瑠璃色の訪問着には、オーロラ色の帯を
季節に寄り添い、その気配を装いに込めることが「きものの歓び」ですが、今日は色で季節感を表現してみました。
爽やかな風を感じさせるような藍白の紬地に、瑠璃色と金をさっと掃いたような訪問着は、西東智恵子さん作の一枚。母は花鳥風月といった意匠を凝らした華やかなきものは、自分の仁(にん)には合わないと言って、西東智恵子さんのきものを好んで誂えていました。作家の年齢が自分の母親と同じ年齢だったことから、母は西東さんに特別なシンパシーを感じていたようです。年賀状や納品時などに添えられた毛筆のお手紙は、そのまま額装したいくらいに見事! 「書は人なり」という言葉どおり、西東さんの知性と高い美意識が表れていました。
オーロラ色の帯の艶めきが帯留めの水晶と瑞々しく響き合って。西東さんの訪問着に合わせた帯は、文化勲章も授与した日本画家の橋本明治先生の奥様が、母に譲ってくださった50年以上前のもの。母自身のコーディネートはというと、有職文様の帯を合わせて格を表現していたように記憶しています。それぞれのきもの愛好家のタンスに眠っていたものが、私の世代に移り変わることによって、こんなにもモダンで垢抜けた装いになりました。

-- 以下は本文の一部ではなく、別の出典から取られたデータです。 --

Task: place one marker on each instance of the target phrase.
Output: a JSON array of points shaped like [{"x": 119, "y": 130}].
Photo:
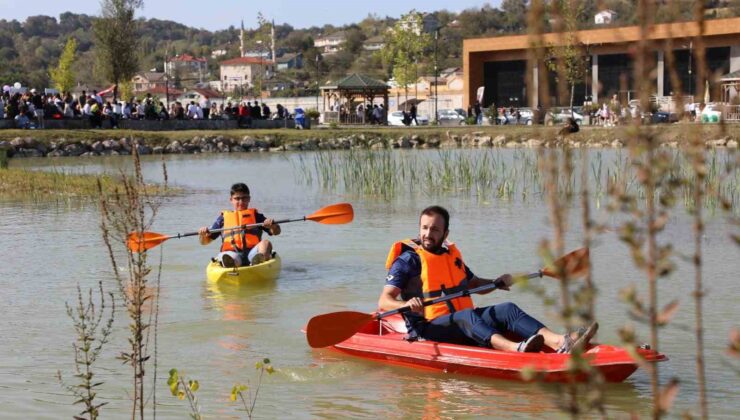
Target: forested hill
[{"x": 28, "y": 49}]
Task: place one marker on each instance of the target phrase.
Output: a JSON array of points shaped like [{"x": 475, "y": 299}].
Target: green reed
[{"x": 505, "y": 175}]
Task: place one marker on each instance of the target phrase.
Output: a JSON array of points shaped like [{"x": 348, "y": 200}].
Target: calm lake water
[{"x": 216, "y": 334}]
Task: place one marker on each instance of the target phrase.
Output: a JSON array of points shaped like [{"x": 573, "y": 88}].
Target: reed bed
[
  {"x": 503, "y": 174},
  {"x": 56, "y": 183}
]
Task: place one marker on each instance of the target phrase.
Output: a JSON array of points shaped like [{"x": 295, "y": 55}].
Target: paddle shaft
[
  {"x": 479, "y": 289},
  {"x": 240, "y": 227}
]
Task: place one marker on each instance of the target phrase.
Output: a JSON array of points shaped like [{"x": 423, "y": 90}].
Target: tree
[
  {"x": 62, "y": 75},
  {"x": 116, "y": 40},
  {"x": 405, "y": 46},
  {"x": 514, "y": 14}
]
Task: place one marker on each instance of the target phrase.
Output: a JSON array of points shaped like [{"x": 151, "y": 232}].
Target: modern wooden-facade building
[{"x": 500, "y": 64}]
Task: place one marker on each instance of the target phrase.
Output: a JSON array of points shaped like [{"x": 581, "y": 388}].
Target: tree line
[{"x": 29, "y": 49}]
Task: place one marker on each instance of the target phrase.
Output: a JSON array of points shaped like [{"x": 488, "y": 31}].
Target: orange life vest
[
  {"x": 239, "y": 240},
  {"x": 441, "y": 274}
]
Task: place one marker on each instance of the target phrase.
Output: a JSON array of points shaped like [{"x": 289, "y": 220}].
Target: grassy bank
[
  {"x": 664, "y": 132},
  {"x": 23, "y": 183}
]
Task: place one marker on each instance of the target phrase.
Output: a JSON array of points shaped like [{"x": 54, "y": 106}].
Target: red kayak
[{"x": 383, "y": 340}]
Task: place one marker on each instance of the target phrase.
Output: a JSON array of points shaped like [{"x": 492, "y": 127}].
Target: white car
[
  {"x": 711, "y": 113},
  {"x": 396, "y": 118}
]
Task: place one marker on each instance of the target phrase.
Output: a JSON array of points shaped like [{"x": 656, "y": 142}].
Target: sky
[{"x": 220, "y": 14}]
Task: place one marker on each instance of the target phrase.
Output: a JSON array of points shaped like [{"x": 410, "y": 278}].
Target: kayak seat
[{"x": 393, "y": 325}]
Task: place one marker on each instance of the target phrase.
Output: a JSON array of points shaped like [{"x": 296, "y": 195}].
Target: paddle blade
[
  {"x": 574, "y": 264},
  {"x": 333, "y": 328},
  {"x": 335, "y": 214},
  {"x": 138, "y": 242}
]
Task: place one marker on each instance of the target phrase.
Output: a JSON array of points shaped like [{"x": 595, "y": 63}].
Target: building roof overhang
[{"x": 618, "y": 35}]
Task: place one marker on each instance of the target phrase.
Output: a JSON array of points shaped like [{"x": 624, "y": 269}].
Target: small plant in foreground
[
  {"x": 92, "y": 334},
  {"x": 181, "y": 389},
  {"x": 238, "y": 390}
]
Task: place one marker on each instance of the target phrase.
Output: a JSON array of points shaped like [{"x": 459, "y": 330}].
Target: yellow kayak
[{"x": 266, "y": 271}]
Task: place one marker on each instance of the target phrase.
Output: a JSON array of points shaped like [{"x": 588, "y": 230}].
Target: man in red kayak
[
  {"x": 429, "y": 267},
  {"x": 241, "y": 247}
]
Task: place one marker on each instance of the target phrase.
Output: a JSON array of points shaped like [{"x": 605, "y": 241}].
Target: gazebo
[{"x": 352, "y": 98}]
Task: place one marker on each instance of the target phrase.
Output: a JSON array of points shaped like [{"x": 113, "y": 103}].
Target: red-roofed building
[
  {"x": 241, "y": 72},
  {"x": 186, "y": 66}
]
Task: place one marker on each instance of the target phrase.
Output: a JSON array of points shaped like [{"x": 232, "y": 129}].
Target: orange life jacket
[
  {"x": 239, "y": 240},
  {"x": 441, "y": 274}
]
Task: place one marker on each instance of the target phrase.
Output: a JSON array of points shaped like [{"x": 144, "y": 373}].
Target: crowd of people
[{"x": 31, "y": 108}]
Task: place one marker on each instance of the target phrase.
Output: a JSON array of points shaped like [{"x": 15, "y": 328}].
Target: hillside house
[{"x": 240, "y": 72}]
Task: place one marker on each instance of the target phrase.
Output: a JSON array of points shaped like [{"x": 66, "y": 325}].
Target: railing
[
  {"x": 353, "y": 118},
  {"x": 668, "y": 103}
]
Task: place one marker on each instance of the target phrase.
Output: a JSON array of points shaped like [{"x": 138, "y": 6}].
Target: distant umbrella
[{"x": 706, "y": 92}]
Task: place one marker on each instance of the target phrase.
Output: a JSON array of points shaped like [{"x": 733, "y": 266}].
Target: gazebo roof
[
  {"x": 735, "y": 75},
  {"x": 359, "y": 82}
]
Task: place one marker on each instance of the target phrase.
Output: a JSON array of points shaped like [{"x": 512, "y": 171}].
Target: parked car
[
  {"x": 561, "y": 115},
  {"x": 659, "y": 117},
  {"x": 396, "y": 118},
  {"x": 449, "y": 117}
]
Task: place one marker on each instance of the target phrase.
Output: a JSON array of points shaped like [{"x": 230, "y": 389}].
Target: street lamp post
[
  {"x": 318, "y": 81},
  {"x": 691, "y": 53},
  {"x": 436, "y": 75}
]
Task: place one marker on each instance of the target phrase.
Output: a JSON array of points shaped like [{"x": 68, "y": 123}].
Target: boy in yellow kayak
[
  {"x": 429, "y": 267},
  {"x": 241, "y": 247}
]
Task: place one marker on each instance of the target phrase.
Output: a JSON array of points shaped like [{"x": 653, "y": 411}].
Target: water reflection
[{"x": 236, "y": 301}]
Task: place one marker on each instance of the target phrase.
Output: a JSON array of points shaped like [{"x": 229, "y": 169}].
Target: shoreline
[{"x": 74, "y": 143}]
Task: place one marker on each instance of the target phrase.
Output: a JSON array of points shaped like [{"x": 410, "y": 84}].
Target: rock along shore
[{"x": 49, "y": 144}]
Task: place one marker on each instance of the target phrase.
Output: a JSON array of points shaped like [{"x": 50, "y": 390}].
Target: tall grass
[{"x": 509, "y": 175}]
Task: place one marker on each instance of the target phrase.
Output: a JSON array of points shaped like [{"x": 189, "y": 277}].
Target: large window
[
  {"x": 505, "y": 83},
  {"x": 718, "y": 62},
  {"x": 616, "y": 76}
]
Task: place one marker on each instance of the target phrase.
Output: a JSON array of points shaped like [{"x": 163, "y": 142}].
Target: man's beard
[{"x": 433, "y": 247}]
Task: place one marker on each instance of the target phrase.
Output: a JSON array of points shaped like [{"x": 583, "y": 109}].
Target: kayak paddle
[
  {"x": 333, "y": 328},
  {"x": 335, "y": 214}
]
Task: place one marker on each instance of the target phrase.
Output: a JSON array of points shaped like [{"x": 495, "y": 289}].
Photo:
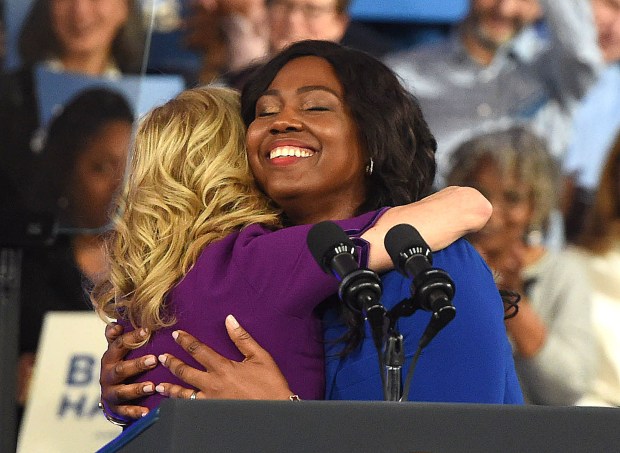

母は紬の訪問着にも家紋を入れていました。今は「紋付」ということにあまり拘らなくなりましたが、こうして後ろ姿を写真に撮られると装う人の矜持が漂うような、凛とした印象を与えるものですね。手にしている紫のバックスキンのクラッチバッグは、叔母が譲ってくれた大昔のフェラガモのもの。その季節の自然から生まれた「旬」の差し色は、装いに情緒を生むものですね。